Il y a perversion de l'appétit dans le pica, de la vue dans la diplopie.
3. La perversion désigne, dans un sens général, l'inclination à des conduites considérées comme « déviantes » par rapport aux règles et croyances morales d'une société. Le terme recouvre toutefois plusieurs champs sémantiques et différentes définitions. Il est issu du verbe « pervertir », qui signifie littéralement « détourner », d'après l'étymologie latine pervertere : « mettre sens dessus-dessous » et globalement « action de détourner quelque chose de sa vraie nature ». Le sens moral du verbe pervertir (« convertir au vice ») date du XVIIe siècle et a longtemps eu une connotation religieuse.
4. Changement de bien en mal, dépravation, corruption.

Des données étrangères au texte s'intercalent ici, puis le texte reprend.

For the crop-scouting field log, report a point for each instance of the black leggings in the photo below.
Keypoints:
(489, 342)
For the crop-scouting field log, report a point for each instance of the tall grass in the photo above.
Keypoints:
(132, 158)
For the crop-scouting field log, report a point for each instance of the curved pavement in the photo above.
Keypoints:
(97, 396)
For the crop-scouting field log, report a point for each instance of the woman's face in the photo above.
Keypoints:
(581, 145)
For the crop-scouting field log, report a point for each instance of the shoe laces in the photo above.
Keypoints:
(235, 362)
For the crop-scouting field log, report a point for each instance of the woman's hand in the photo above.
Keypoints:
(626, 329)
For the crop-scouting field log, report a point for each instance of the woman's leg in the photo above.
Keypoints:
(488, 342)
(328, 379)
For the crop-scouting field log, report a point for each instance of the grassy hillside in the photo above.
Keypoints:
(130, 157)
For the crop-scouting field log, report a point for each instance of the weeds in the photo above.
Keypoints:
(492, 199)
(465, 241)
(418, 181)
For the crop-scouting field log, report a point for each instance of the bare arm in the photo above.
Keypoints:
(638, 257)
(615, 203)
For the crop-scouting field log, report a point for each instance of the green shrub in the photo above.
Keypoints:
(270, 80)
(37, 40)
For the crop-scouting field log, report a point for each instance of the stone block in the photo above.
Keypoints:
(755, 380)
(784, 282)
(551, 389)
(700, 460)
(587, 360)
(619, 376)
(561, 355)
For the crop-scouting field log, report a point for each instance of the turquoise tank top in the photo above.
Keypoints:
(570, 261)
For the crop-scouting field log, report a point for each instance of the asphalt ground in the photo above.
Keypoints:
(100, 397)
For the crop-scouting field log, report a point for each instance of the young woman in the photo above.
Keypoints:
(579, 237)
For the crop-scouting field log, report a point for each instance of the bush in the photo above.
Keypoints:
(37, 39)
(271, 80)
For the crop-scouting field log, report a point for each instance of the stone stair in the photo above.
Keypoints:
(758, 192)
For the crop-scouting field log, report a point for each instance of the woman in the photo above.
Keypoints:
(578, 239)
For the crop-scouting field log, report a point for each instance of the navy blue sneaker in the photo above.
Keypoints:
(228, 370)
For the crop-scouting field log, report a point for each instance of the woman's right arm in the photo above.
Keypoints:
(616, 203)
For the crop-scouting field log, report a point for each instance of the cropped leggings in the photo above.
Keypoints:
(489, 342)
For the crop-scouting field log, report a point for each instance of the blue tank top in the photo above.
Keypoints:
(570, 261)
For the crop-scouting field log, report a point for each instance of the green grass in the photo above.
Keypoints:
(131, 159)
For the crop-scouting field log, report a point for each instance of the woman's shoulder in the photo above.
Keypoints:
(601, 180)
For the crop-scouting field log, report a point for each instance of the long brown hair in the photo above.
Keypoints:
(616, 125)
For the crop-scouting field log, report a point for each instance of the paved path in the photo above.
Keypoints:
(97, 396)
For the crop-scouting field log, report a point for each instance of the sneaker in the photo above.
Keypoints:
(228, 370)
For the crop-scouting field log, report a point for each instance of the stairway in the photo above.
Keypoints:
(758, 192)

La perversion du goût littéraire.
[?] ce « centre de tri » n'était pas seulement un lieu de tortures pour les Algériens, mais une école de perversion pour les jeunes Français. (Henri Alleg, La Question, 1957)
J'ignorais leurs malpropretés morales et physiques, leurs tares, leurs perversions de tout ordre qui les souillaient, quelles abominations pouvaient s'y perpétrer et jusqu'où se dégradaient les sentiments les plus sacrés. (Jean Rogissart, Hurtebise aux griottes, L'Amitié par le livre, Blainville-sur-Mer, 1954)
5. Une perversion désigne, dans un sens général, une inclination à des conduites considérées comme « déviantes » par rapport aux règles et croyances morales d'une société.